In other parts of the world it is so far equally inadequate, if much less polite.

ISIS notwithstanding... Their protests (and Boku Haram's) are scary and have grabbed headlines, but the idea of a Caliphate is far from new, and will probably not fly long term unless one or two things happen. One, the levels of social collapse exceed Egypt's or Palectine's (or Yemen's, or Somalia's), or seconfly the first world violently over-reacts (again) and continues the kind of of dumb-brute, collateral damage-rich campaigns to reduce Muslim population willy-nilly through attrition and superior firepower.

Tony Blair's solution (to pretty much everything.)

Or, we could draw silly lines on a map and watch the consequences unfold as Islam goes through its tortuous schisms while we engage, enable and enrich corrupt elites in order to plunder their territories' fossil fuels.

Oh, wait...

'The history of public debt is full of irony. It rarely follows our ideas of order and justice.' Thomas Piketty

by melo (melometa4(at)gmail.com) on Sat Sep 27th, 2014 at 01:36:49 AM EST
[ Parent ]
melo:
(and pretty easily squelched through mass digi-surveillance knowing protestor plans in advance)

I have been wondering about the fall of DDR. It looks like Stasi failed its core objective, but why and how? Was the discontent overwhelming? Were the analysts stuck in the wrong frame? Were the agents just phoning it in?

Sweden's finest (and perhaps only) collaborative, leftist e-newspaper Synapze.se

by A swedish kind of death on Sat Sep 27th, 2014 at 04:16:40 PM EST
[ Parent ]
The people themselves were not permitted to know too much about the outside world, a cultivated ignorance, so to speak.
The secret police have a stronger cog-diss because they do know how many lies it takes to keep folks out of the know.

I am just finishing the unknown history of Mao, and back then it was calculated to take 500 armed 'security' thugs to suppress 30,000 peasants. Perhaps it was even less thugs in Stasi days.

The success of a totalitarian state in staying in power always rocks on the fulcrum of the ability of the secret police's willingness to go along with the program.
In a way it is the weakest link in the chain. Lose them and it's game over, so there is a vested interest in keeping them sweet. Favours and perks...
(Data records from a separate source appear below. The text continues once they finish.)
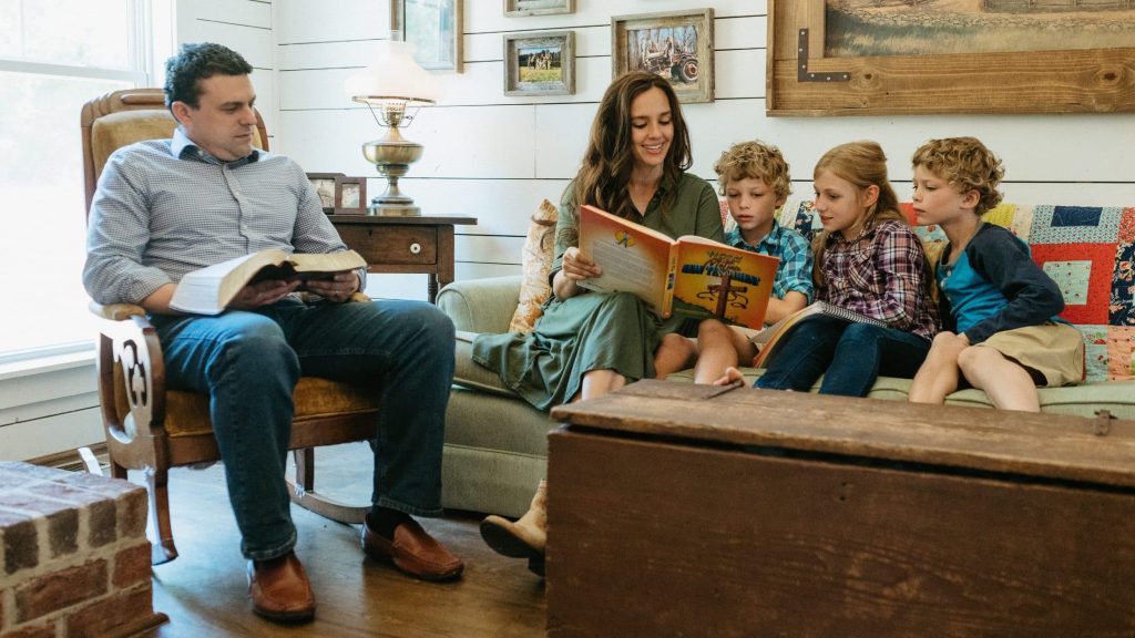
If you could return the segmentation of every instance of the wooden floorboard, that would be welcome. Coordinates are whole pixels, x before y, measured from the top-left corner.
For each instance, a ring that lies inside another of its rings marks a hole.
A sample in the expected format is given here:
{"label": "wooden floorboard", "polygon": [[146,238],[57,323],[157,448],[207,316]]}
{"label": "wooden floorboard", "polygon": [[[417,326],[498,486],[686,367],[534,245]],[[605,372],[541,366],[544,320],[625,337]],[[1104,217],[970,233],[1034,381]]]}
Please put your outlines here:
{"label": "wooden floorboard", "polygon": [[[322,465],[320,465],[322,463]],[[319,485],[339,486],[353,502],[370,495],[365,445],[320,451]],[[327,471],[325,471],[327,470]],[[138,477],[131,476],[132,480]],[[342,489],[343,487],[348,489]],[[479,515],[456,512],[420,519],[465,561],[452,584],[419,581],[367,560],[359,527],[294,506],[296,553],[316,590],[316,621],[280,627],[252,614],[245,562],[228,506],[221,465],[170,472],[174,539],[180,556],[153,569],[153,606],[170,622],[149,636],[529,637],[543,636],[544,582],[518,560],[493,553],[480,538]]]}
Eventually you have Pakistan/Egypt situations, where the military arm attains near-absolute power, swathes of prime land, etc.
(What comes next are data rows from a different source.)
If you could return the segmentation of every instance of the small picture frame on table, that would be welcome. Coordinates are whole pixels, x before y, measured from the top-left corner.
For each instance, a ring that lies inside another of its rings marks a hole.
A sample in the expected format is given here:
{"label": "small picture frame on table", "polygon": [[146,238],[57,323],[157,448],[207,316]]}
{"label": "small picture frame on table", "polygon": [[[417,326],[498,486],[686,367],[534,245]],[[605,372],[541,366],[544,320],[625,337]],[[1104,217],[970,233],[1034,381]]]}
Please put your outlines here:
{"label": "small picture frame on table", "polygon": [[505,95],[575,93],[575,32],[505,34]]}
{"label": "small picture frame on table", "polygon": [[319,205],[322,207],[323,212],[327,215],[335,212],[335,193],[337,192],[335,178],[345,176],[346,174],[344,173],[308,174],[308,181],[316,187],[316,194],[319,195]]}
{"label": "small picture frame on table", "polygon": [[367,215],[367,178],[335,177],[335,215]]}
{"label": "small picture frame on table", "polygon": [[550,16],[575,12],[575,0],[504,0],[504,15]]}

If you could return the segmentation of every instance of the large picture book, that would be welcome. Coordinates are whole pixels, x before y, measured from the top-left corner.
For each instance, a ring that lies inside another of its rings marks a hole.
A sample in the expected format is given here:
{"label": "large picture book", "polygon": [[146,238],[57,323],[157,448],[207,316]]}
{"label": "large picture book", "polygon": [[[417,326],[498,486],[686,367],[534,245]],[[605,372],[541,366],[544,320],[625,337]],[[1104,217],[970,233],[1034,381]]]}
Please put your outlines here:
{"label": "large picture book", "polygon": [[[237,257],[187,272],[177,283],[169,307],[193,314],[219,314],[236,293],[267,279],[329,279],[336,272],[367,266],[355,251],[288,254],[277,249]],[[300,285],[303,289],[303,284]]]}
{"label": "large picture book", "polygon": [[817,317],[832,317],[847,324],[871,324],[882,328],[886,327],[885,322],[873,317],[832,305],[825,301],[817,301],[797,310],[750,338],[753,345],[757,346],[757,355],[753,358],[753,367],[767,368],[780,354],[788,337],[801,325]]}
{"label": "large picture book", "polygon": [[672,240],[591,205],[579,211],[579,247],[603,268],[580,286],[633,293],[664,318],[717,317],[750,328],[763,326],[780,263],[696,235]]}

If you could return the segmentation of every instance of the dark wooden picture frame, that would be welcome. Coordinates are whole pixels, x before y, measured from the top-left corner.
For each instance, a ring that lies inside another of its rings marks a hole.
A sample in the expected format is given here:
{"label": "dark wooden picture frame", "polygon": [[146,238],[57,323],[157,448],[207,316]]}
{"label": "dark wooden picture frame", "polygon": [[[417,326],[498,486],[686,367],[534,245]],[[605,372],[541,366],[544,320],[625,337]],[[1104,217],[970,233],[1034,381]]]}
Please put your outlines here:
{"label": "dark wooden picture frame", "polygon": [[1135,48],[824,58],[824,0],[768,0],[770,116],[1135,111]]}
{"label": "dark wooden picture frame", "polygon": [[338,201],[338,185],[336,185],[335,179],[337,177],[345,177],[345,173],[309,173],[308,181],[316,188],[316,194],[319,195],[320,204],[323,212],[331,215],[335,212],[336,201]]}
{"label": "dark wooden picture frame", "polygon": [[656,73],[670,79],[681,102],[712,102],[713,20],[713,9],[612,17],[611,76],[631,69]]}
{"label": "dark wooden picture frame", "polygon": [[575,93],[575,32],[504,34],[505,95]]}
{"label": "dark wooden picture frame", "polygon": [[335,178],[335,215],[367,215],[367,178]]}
When the costs of repression come too high, then change will come, willy nilly.

This is why America is so busy building up a criminally fascistic element in its domestic forces, to prepare for mass riots if the dollar crashes with such a high proportion of the populace armed.
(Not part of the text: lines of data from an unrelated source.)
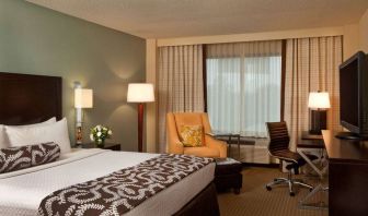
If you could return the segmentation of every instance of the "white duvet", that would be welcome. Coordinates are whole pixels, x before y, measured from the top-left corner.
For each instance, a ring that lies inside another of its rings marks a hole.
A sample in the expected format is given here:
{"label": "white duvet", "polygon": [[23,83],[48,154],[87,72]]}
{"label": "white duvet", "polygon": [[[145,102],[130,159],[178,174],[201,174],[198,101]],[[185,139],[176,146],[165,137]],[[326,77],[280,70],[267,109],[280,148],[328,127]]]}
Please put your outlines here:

They backed off with Bundy, but if he had been black and/or religious, it would have gone differently.

Bundy was really one of them, so...

'The history of public debt is full of irony. It rarely follows our ideas of order and justice.' Thomas Piketty

by melo (melometa4(at)gmail.com) on Sat Sep 27th, 2014 at 08:17:31 PM EST
[ Parent ]
I am just finishing the unknown history of Mao, and back then it was calculated to take 500 armed 'security' thugs to suppress 30,000 peasants.
That is not an unusual ratio of  management. Some factories in Shenzhen today are probably more effective. The secret of any leadership is to work on submissive, crowd following instincts.
by das monde on Sun Sep 28th, 2014 at 03:05:04 AM EST
[ Parent ]
Yeah, Stasi and KGB failed completely, without any kicking apart from a weak August putsch in Moscow.

This all be less mysterious if the genuine top objective of these secret services (and Gorbachev government) would had been exactly what what happened.